Notes for the Rural Criminologist: Conducting Field Research with Rural Law Enforcement




rural police, rural criminology, qualititative methods, research challenges, field research


Drawing primarily on research with law enforcement officers in rural East Texas, this research note explores the practical challenges of conducting qualitative research with rural police and provides tips for successfully overcoming the barriers that arise. Conducting qualitative research in a rural setting, especially with rural law enforcement agencies and officers, presents unique challenges. As with all rural investigations, defining ‘rural’ and identifying a target space to study is the first substantial hurdle.
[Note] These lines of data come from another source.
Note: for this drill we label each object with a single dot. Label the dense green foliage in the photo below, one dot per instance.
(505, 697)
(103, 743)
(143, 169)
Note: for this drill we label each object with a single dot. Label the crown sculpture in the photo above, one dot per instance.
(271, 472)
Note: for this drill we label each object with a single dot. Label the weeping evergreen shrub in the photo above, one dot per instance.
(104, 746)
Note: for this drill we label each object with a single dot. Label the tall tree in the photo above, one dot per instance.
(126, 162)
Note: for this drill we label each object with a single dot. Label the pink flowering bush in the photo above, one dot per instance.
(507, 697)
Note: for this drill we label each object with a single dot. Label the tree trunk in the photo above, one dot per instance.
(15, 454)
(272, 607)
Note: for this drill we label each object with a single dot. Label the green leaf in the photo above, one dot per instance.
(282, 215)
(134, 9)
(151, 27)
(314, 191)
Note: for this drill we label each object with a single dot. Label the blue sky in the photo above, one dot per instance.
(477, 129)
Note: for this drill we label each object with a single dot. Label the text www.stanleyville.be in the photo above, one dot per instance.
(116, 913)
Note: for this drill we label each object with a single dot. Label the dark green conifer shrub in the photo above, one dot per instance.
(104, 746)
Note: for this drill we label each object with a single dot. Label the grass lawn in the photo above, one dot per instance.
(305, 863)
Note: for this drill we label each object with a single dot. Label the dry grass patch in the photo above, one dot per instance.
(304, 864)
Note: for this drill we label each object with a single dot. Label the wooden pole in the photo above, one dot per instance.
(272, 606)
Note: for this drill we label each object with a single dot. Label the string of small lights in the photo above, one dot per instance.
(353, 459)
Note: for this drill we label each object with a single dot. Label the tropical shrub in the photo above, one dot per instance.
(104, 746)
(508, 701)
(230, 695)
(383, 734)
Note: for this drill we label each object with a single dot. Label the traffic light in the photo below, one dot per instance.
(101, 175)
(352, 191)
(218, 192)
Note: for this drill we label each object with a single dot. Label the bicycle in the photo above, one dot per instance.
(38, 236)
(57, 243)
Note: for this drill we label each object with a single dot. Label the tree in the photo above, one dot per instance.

Once a rural community has been identified, the researcher will face issues related to the geographic distance or isolation of their chosen community that can affect their physical access to the research site and data. Traveling to and navigating rural spaces requires extensive preparation that may be easily overlooked if the researcher is accustomed to collecting data in and from urban cities and agencies. Additionally, and perhaps more significantly, challenges involving sociocultural access accompany rural research projects. Regarding law enforcement specifically, the intersection of the rural community’s culture, dense social networks, and an often-distinct occupational police subculture can either be advantageous, or present obstacles, to successful completion of research. Furthermore, the rural researcher must consider their physical and emotional safety when interviewing, engaging, or participating with first responders. Backup may be delayed due to the geographic expansiveness of an agency’s jurisdiction and the fact that few officers are patrolling at a given time, and treatment in the event of a tragic encounter may be limited due to the lack – sometimes simultaneously in quantity and quality – of healthcare facilities and providers.